У Мао не было стратегии изгнания японцев из Китая без помощи Чан Кайши. Он и мечтать не мог о том, что КПК справится с японской армией, как только Чан будет разгромлен. Ему оставалось уповать на Сталина. В интервью, которое он дал Эдгару Сноу в 1936 году, Мао отчетливо заявил, что Советская Россия «не может игнорировать события на Дальнем Востоке. Она не может оставаться безучастным наблюдателем. Неужели она будет бесстрастно взирать на то, как японцы захватят весь Китай, сделав его плацдармом для нападения на СССР? Или же Россия окажет помощь китайскому народу? Мы думаем, что она изберет второе».

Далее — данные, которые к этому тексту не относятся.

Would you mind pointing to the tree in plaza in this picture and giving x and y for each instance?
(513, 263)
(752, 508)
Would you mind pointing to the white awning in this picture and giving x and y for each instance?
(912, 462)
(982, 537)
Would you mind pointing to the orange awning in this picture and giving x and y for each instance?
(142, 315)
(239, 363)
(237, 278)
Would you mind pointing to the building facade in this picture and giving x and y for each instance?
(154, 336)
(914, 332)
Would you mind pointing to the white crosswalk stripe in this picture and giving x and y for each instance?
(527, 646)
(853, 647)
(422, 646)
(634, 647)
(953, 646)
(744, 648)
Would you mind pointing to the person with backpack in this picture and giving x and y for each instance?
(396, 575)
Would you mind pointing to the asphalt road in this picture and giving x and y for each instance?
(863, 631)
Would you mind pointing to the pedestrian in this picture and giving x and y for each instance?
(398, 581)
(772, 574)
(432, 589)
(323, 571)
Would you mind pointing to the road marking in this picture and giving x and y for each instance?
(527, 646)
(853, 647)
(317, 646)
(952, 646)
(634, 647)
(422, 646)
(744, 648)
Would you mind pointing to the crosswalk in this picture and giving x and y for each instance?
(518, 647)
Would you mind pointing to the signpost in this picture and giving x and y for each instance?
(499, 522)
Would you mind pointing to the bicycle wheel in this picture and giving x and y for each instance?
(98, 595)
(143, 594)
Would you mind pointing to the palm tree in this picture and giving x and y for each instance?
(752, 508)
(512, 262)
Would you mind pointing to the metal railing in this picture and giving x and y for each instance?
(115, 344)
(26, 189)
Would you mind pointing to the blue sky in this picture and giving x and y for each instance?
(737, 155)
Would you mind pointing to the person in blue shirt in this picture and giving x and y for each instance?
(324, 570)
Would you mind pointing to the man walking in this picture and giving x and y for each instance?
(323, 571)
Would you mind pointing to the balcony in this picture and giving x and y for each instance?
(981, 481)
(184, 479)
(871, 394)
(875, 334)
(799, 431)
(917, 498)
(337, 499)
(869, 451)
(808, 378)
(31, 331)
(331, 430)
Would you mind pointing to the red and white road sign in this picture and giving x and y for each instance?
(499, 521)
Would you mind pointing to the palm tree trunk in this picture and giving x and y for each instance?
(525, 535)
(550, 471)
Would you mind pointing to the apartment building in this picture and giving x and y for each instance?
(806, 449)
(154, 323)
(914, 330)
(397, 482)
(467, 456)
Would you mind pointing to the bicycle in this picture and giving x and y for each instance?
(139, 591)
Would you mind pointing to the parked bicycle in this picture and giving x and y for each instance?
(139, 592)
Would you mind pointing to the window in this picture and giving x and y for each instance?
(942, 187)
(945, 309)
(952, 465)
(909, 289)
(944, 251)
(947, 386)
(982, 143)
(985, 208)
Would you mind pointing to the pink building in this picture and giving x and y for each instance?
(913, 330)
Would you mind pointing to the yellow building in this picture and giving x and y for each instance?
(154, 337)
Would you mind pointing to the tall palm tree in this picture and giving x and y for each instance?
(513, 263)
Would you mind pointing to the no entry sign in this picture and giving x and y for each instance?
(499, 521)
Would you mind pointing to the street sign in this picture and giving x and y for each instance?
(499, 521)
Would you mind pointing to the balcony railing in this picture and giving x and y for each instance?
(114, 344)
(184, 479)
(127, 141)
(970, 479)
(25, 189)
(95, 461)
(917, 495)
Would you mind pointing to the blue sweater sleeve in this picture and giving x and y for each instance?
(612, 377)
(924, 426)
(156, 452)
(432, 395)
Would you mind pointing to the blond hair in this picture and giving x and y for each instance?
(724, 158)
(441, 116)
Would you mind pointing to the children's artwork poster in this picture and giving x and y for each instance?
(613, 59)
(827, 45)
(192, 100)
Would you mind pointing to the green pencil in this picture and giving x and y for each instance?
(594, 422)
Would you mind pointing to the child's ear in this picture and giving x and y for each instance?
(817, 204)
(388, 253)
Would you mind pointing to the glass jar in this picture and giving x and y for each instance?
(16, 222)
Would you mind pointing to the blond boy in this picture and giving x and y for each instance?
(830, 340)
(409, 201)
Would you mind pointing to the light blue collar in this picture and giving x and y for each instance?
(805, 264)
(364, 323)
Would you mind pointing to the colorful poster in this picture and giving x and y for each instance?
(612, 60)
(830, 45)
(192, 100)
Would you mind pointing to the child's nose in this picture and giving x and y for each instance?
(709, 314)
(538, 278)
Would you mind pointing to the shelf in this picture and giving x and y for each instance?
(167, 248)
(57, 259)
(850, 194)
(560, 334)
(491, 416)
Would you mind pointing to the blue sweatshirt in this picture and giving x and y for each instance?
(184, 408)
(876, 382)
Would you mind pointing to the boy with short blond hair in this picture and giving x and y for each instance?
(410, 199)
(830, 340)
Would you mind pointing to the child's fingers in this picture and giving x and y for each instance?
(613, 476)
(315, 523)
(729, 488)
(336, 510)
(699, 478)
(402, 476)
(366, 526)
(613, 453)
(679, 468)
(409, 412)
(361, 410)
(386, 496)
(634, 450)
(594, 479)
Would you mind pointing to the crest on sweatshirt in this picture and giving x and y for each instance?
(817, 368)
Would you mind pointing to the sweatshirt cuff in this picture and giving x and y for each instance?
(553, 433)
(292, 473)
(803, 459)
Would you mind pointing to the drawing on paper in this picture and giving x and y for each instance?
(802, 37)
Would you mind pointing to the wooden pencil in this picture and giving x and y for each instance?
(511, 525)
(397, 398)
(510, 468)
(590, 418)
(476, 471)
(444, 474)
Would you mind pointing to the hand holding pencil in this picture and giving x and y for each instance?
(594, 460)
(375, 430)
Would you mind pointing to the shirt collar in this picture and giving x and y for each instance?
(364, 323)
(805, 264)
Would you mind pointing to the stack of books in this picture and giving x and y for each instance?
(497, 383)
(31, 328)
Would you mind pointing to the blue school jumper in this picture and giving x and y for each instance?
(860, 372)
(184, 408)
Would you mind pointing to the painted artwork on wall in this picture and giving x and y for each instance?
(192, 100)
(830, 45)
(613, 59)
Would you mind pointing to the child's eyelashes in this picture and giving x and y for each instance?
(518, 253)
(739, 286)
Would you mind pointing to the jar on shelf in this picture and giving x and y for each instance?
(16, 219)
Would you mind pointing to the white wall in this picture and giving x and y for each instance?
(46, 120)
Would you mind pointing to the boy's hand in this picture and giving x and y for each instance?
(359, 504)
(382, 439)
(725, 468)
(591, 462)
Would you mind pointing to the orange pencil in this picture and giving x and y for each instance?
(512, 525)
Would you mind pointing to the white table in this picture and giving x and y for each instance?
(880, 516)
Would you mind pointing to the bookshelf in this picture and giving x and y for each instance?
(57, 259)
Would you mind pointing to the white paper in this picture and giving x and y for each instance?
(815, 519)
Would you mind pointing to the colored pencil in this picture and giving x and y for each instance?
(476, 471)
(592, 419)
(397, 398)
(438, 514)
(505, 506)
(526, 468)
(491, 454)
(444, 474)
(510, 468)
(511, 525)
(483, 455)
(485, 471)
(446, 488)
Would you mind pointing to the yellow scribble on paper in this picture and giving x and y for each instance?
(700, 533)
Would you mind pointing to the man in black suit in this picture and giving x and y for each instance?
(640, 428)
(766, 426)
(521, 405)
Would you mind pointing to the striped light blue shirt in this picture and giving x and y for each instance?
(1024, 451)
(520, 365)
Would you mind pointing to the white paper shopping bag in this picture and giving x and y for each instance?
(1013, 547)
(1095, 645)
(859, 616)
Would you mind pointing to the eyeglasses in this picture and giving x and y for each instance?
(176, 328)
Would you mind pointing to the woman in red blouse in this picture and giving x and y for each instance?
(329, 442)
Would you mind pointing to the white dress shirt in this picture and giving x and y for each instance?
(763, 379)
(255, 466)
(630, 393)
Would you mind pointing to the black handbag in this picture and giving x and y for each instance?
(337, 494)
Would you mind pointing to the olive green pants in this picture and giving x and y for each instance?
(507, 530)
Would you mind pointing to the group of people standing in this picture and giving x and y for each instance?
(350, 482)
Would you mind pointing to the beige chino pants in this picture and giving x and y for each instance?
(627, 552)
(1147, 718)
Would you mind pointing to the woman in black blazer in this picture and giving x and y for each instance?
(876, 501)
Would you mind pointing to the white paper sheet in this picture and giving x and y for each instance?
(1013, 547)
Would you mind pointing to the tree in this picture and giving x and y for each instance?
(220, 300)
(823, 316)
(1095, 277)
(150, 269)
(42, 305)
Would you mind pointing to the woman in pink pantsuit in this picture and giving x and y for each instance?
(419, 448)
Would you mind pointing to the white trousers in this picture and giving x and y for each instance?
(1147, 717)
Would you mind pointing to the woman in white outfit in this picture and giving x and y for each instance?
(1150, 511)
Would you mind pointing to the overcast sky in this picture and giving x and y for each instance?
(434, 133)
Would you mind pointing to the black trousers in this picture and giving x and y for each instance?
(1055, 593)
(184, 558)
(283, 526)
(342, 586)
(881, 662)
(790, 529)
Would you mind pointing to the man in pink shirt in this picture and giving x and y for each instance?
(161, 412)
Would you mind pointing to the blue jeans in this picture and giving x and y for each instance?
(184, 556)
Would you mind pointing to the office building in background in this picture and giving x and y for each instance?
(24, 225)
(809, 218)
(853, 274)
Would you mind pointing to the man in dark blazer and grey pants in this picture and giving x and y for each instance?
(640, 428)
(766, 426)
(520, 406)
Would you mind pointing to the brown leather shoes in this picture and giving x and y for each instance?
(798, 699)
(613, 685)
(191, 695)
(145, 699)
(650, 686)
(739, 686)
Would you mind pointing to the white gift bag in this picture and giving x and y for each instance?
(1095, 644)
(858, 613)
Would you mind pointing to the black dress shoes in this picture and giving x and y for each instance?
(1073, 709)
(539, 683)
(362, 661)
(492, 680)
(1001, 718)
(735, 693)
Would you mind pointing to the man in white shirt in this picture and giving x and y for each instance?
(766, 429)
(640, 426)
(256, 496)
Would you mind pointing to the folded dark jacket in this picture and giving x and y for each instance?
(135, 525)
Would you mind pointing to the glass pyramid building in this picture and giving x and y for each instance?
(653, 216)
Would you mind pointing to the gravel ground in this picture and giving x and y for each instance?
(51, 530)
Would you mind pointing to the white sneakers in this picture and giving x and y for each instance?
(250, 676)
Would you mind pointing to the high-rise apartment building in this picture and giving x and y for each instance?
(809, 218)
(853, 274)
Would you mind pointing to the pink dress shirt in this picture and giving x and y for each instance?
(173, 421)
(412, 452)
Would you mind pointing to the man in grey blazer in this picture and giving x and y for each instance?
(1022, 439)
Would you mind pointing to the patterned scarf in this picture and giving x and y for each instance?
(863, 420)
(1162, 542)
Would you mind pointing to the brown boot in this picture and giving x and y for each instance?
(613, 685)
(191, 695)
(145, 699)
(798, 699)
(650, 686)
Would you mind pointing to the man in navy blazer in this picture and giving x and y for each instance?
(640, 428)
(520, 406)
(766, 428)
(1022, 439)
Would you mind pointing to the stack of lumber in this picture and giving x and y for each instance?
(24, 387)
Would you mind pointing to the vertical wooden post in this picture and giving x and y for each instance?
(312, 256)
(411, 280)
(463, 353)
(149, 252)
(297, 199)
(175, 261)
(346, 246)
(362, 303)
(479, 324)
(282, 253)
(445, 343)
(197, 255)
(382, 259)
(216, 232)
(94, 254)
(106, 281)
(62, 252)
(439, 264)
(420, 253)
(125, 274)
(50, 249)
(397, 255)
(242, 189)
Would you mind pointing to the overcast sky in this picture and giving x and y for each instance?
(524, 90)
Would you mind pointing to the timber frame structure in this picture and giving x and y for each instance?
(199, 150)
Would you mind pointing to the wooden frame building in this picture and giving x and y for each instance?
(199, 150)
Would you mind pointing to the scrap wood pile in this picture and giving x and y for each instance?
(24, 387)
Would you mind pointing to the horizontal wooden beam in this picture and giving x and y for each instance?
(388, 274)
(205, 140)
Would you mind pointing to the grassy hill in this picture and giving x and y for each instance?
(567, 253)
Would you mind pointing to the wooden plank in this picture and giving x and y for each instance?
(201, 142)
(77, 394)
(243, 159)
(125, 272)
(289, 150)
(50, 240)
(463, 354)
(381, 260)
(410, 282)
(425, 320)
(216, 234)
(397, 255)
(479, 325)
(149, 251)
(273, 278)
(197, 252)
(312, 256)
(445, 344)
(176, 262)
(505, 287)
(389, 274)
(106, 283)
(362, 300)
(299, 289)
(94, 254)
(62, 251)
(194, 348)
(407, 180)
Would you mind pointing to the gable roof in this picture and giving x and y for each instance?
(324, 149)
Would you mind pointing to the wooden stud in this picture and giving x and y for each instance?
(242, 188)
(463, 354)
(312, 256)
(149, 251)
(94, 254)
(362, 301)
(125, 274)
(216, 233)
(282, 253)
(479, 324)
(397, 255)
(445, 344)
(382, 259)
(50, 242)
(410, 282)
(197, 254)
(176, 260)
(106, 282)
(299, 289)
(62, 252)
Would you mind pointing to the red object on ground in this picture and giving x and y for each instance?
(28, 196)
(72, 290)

Основным планом Мао было сохранить свои силы и расширить территории, захваченные красными, одновременно ожидая помощи от Сталина. Поэтому, когда японцы стали внедряться в глубь страны из северных районов и Шанхая, Мао убедил Чан Кайши, что Красная армия не должна принимать участие в боях и действовать лишь как вспомогательная сила при правительственных войсках. Мао вообще не хотел, чтобы красные сражались с захватчиками. Он приказал красным командирам ждать, пока японцы разобьют националистов, а потом захватывать территории, покинутые врагом. Японцы не в состоянии удерживать просторы Китая, который был намного больше Японии. Они могут только контролировать железные дороги и крупные города, оставив мелкие населенные пункты и сельскую местность на разграбление. Мао приказал своим людям окружать разбитые войска националистов, чтобы расширять свою территорию. Для этого он собирался идти за японцами по пятам.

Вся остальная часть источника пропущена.